As the Indian republic turns 60, the United Progressive Alliance government has finally got the mandate to sell off bits and pieces of the business the State has come to own since Independence. UPA II has lost little time in unlocking a significant revenue stream over the next five years to fund its ambitious social security agenda. The 13th Finance Commission has valued public undertakings in India at $300-400 billion, while independent estimates, although less optimistic, reckon their combined worth at around $150 billion. The equity market seems to have an appetite for a pipeline of issues by the 60-odd State-owned companies that make the cut for stake sales and this could help bridge a fiscal deficit nudging 7 per cent of the gross domestic product.

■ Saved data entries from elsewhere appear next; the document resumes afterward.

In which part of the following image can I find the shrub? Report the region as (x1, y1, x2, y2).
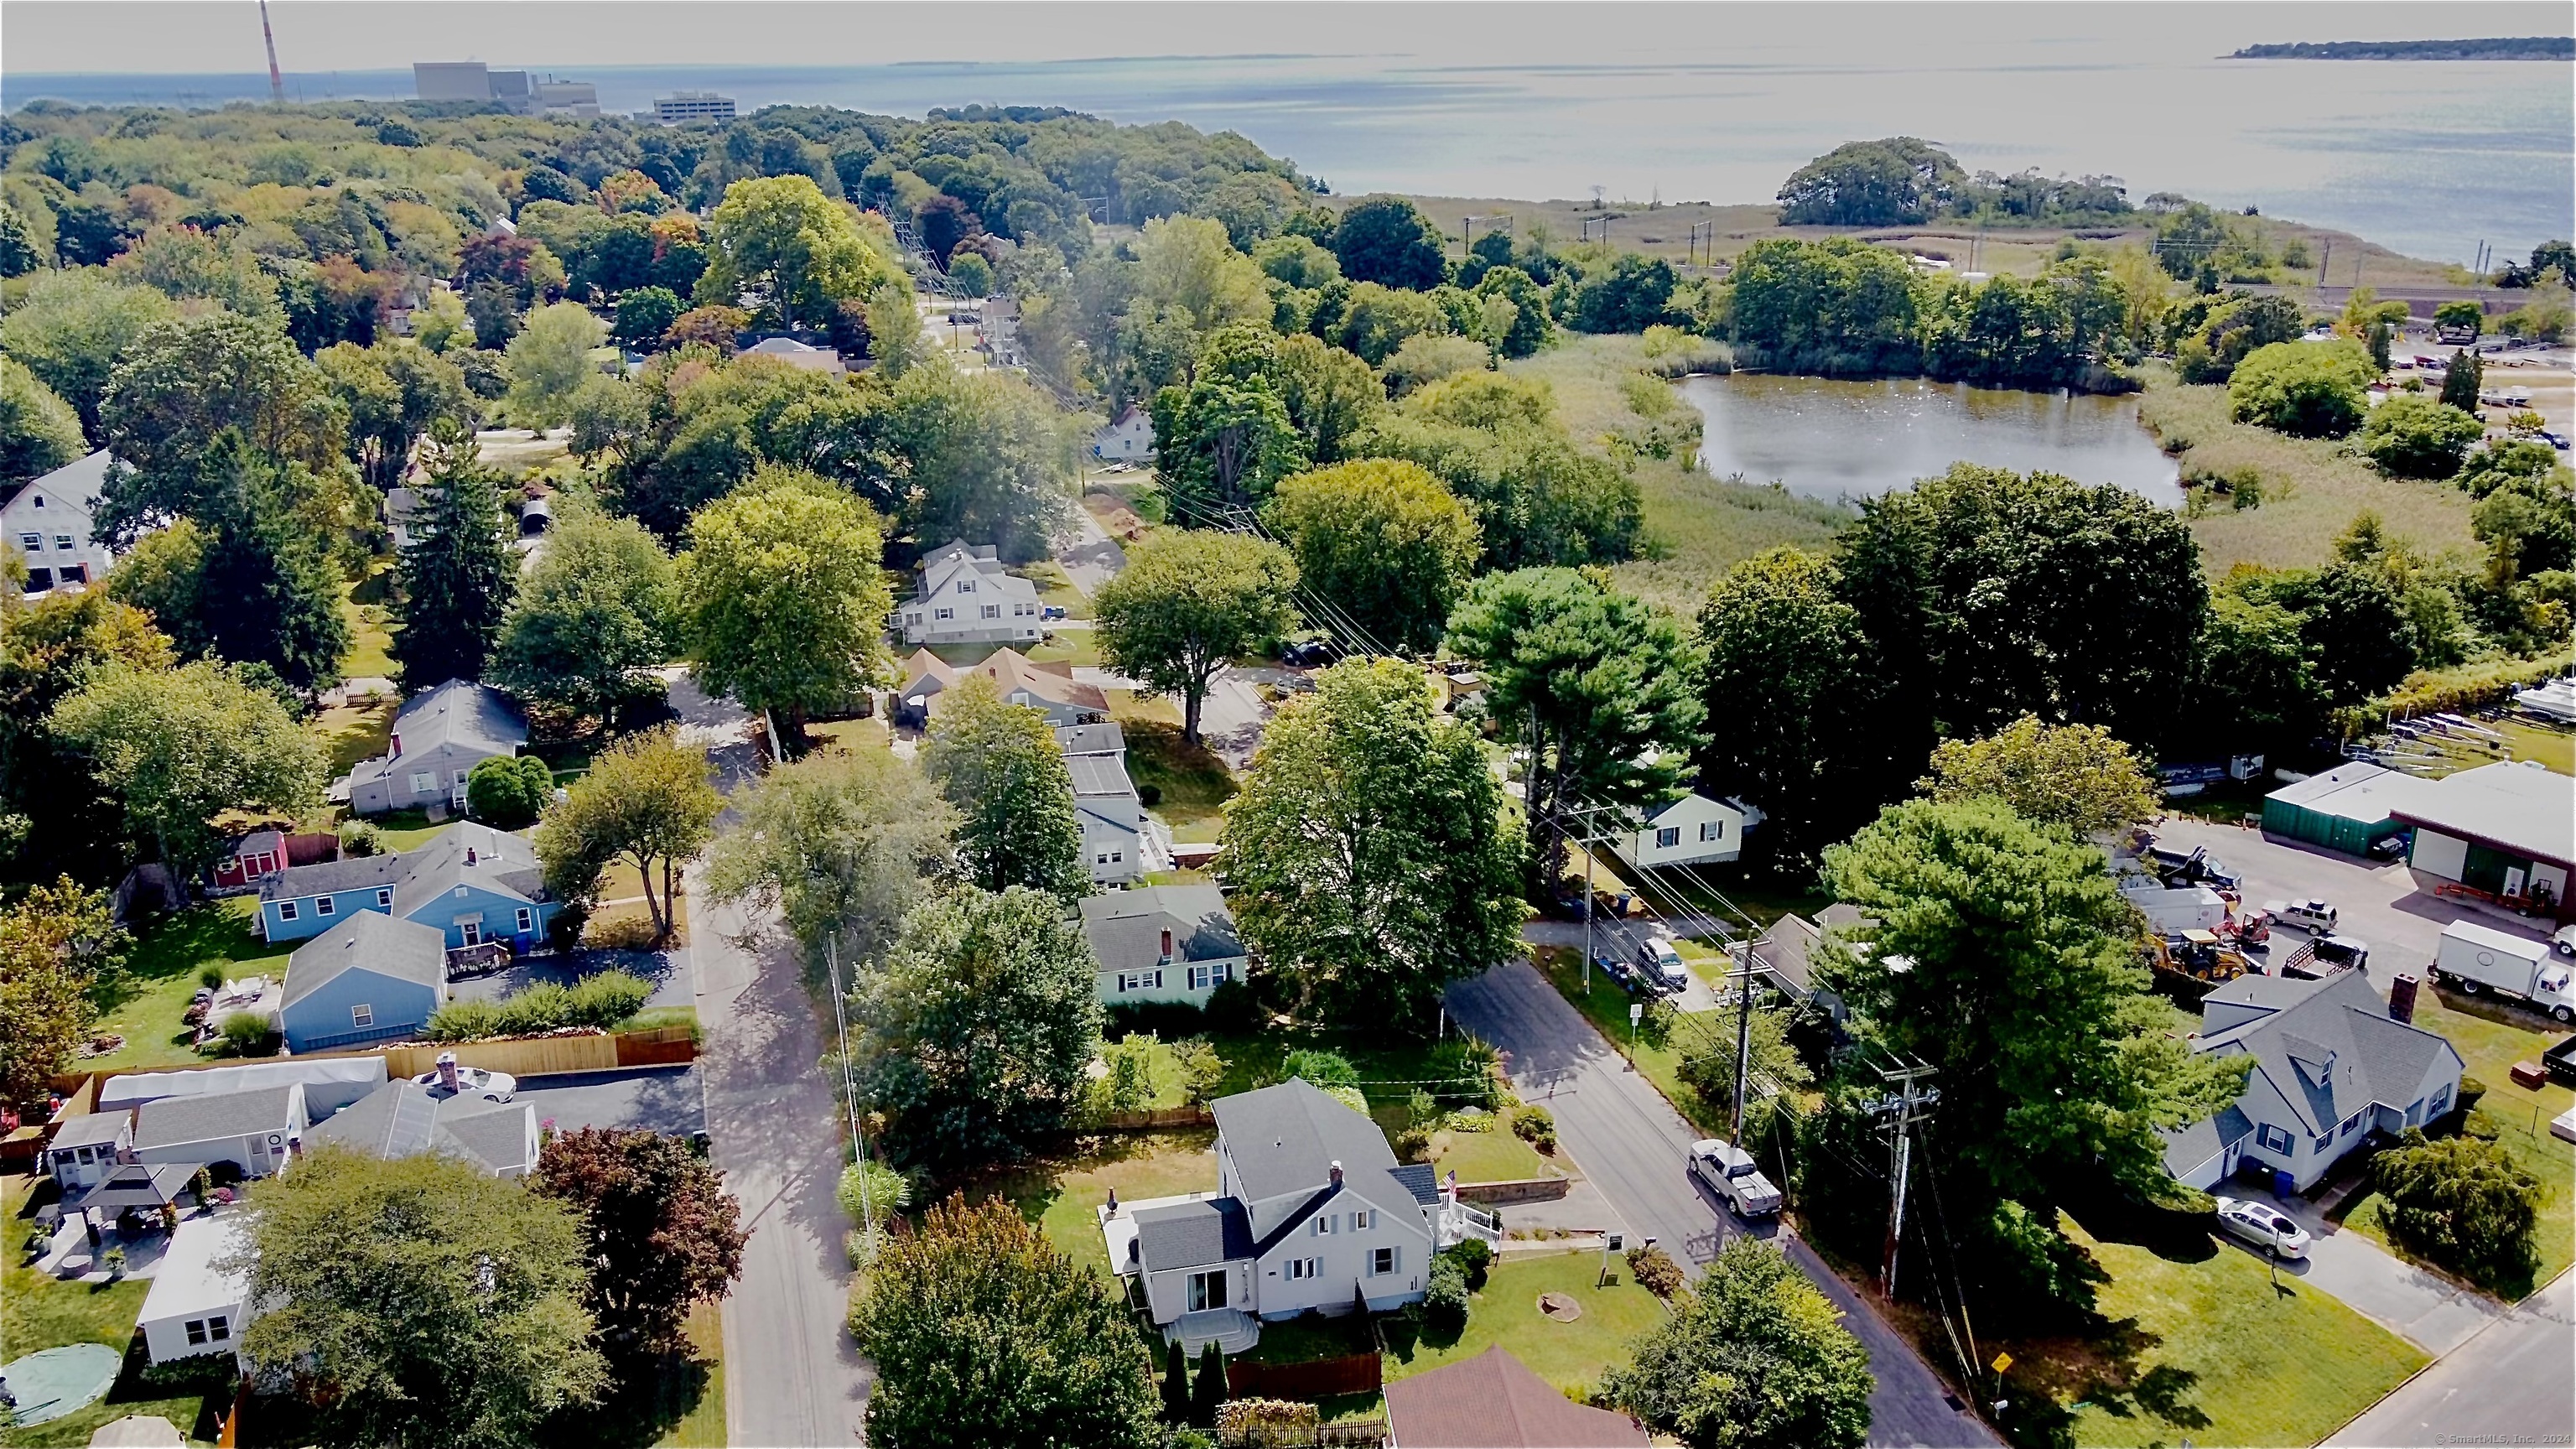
(2228, 340, 2375, 438)
(1626, 1242, 1685, 1298)
(423, 997, 506, 1041)
(423, 969, 652, 1041)
(1214, 1401, 1317, 1437)
(1392, 1125, 1431, 1161)
(219, 1012, 278, 1057)
(197, 964, 226, 989)
(2371, 1127, 2544, 1290)
(1423, 1036, 1503, 1110)
(1279, 1048, 1358, 1089)
(1202, 977, 1263, 1034)
(1444, 1106, 1494, 1133)
(338, 819, 385, 857)
(1509, 1104, 1557, 1155)
(467, 754, 555, 828)
(1171, 1037, 1226, 1107)
(837, 1158, 911, 1227)
(1445, 1235, 1493, 1291)
(1423, 1254, 1470, 1332)
(1136, 782, 1163, 807)
(2360, 394, 2485, 479)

The exchequer is well on its way to generating Rs 30,000 crore this year through minority stake sales in National Hydroelectric Power Corporation, Oil India, National Thermal Power Corporation, Rural Electrification Corporation, National Mineral Development Corporation and Satluj Jal Vidyut Nigam. But the serious money will roll in next year when the big guns — Coal India, Bharat Sanchar Nigam and Steel Authority of India — are put on the block. Initially, the sell-off proceeds will be re-routed into the Consolidated Fund of India to get the fisc back into shape. The logic being that budgetary support to public enterprises shows up as expenditure in the government’s books. Again, as a one-off, increasing the floating stock of the profitable State-owned companies will lower their demands on the Centre for capital expenditure. Steel Authority of India, for instance, is in line for a follow-on issue because it needs to raise its capacity by 60 per cent over the next two years.
Purists might argue the disinvestment being undertaken is faux privatisation — the managerial efficiencies built into the latter do not obtain in the former. But public enterprises stand to gain from even minority stake sales. Listing requires quarterly disclosure, a more accountable way of doing business than the annual statements presented by these companies to their single shareholder. The tighter scrutiny of market players, both local and global, imposes a higher discipline in boardrooms and makes political interference a shade less pervasive. Tied to a move to have more floating stock from private as well as State-owned companies, disinvestment dons an impervious market-reform halo. More floating stock makes for deeper capital markets and the government is leading India Inc by example to spread the gains of rapid growth to a wider section of society.